The gap becomes most painful when context is time-sensitive. Overnight monitoring results are stale by the time you start a Claude Code session in the morning. A model you refactored in Cursor at 3 PM isn’t reflected in OpenClaw’s test run at 7 AM if you didn’t push the changes. Git helps, but only if everyone (including the agents) commits and pulls at the right times.

A Unified Skill System

A related gap: each tool in a layered stack has its own format for reusable workflows.

  • Claude Code uses Skills stored as Markdown files in .claude/commands/
  • OpenClaw uses Skills published on ClawHub
  • Cursor uses rules stored in .cursorrules

There’s no standard. A skill written for Claude Code can’t be used by OpenClaw or Cursor. A ClawHub skill can’t be invoked by Claude Code. If you want the same “analyze failing tests and suggest fixes” workflow across tools, you write it three times in three formats.

A unified skill format — or at least a translation layer between formats — would make the cascading agent pattern more powerful. The monitoring agent could invoke the same skills the coding agent uses, ensuring consistency in how issues are analyzed and resolved. This doesn’t exist today and isn’t likely to emerge soon, given that each tool vendor has incentives to maintain their own ecosystem.
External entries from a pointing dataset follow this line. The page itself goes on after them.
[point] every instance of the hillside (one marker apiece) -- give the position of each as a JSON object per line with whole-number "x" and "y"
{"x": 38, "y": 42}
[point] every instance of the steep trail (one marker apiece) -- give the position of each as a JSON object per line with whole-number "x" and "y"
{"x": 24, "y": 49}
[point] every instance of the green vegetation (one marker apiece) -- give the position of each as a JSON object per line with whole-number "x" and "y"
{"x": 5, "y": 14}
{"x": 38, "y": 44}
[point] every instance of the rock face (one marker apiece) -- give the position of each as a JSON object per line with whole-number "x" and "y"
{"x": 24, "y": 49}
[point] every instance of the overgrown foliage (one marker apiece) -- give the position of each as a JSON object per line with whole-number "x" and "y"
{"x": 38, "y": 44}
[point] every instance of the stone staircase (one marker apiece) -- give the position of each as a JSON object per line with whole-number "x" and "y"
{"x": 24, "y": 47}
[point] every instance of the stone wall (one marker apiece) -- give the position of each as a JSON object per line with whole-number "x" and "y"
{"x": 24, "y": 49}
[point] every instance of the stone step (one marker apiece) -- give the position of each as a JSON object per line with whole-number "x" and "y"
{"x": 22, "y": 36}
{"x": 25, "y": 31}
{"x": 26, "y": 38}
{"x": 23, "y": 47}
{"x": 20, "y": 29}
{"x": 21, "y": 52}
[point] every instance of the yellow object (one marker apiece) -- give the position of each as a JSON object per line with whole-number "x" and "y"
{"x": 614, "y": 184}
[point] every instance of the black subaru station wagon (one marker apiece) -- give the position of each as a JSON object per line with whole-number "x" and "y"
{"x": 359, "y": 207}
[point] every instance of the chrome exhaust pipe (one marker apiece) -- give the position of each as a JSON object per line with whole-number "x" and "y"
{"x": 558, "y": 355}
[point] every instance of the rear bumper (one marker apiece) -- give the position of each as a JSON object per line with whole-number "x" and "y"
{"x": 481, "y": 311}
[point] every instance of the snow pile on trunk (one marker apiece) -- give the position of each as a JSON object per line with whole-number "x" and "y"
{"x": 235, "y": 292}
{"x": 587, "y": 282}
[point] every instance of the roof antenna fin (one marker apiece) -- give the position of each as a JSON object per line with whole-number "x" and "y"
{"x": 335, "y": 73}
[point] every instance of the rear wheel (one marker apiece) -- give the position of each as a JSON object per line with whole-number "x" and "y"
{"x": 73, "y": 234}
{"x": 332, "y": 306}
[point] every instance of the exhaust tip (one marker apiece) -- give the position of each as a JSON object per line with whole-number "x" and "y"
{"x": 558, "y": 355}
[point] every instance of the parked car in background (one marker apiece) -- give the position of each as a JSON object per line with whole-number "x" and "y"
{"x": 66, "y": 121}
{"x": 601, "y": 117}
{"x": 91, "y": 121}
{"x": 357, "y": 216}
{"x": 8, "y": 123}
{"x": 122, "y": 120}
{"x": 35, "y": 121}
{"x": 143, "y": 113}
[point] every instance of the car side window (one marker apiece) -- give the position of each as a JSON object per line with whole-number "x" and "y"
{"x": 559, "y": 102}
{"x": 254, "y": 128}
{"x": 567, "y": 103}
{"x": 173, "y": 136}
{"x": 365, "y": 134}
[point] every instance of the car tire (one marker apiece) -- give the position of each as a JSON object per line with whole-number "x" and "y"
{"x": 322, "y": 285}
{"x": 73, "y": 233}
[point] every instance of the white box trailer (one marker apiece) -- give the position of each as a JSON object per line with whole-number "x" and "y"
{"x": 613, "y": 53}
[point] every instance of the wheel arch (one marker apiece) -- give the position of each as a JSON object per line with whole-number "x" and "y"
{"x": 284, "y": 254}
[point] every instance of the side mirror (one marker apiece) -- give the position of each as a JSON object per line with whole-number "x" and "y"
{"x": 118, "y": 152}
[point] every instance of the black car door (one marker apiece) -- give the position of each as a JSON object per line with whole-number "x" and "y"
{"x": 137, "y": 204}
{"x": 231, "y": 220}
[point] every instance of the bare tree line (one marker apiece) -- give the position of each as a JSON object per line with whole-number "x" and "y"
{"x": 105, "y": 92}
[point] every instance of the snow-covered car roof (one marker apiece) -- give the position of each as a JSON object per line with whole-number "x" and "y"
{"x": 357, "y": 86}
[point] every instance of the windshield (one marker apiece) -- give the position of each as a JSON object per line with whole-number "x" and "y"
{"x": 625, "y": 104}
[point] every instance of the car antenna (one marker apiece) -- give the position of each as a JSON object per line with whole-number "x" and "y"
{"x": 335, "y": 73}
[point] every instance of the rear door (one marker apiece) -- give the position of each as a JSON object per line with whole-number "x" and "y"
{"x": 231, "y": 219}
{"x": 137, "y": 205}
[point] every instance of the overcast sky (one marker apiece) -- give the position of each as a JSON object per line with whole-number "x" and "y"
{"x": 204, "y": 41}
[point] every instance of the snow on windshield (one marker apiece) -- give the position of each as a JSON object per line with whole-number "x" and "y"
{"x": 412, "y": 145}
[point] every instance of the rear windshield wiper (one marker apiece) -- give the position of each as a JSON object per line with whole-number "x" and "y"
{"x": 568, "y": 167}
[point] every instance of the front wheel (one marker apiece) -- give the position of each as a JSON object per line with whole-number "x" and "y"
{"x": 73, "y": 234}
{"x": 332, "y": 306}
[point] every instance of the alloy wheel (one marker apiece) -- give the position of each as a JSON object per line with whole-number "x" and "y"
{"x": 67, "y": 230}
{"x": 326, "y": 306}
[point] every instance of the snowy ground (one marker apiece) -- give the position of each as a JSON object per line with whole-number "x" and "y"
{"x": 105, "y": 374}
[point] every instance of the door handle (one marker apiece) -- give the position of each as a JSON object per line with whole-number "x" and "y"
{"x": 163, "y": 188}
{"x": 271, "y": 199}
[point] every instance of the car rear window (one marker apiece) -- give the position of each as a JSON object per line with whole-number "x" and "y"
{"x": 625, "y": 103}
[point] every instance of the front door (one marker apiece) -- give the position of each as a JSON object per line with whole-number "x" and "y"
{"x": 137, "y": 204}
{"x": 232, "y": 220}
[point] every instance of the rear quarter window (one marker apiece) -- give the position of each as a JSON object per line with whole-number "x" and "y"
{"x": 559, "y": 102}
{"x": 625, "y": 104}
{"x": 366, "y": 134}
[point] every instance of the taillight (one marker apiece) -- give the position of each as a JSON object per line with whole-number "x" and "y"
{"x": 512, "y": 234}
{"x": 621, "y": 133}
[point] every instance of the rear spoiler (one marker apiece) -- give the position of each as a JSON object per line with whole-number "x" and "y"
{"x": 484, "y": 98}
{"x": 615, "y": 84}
Getting Started with the Pattern

With OpenClaw for monitoring and Claude Code for development:

  1. Configure OpenClaw to write test results to .claude/overnight-findings.md after each scheduled run
  2. Add a line to CLAUDE.md telling Claude Code to read that file at session start
  3. Each morning, start a Claude Code session and check overnight findings

The manual trigger (starting the session and giving the instruction) is intentional. Full automation — OpenClaw triggering Claude Code without human involvement — should follow only after validating that triage logic is reliable and the coding agent produces appropriate fixes. The trust gradient applies: start with a human in the loop and escalate after building confidence in the system.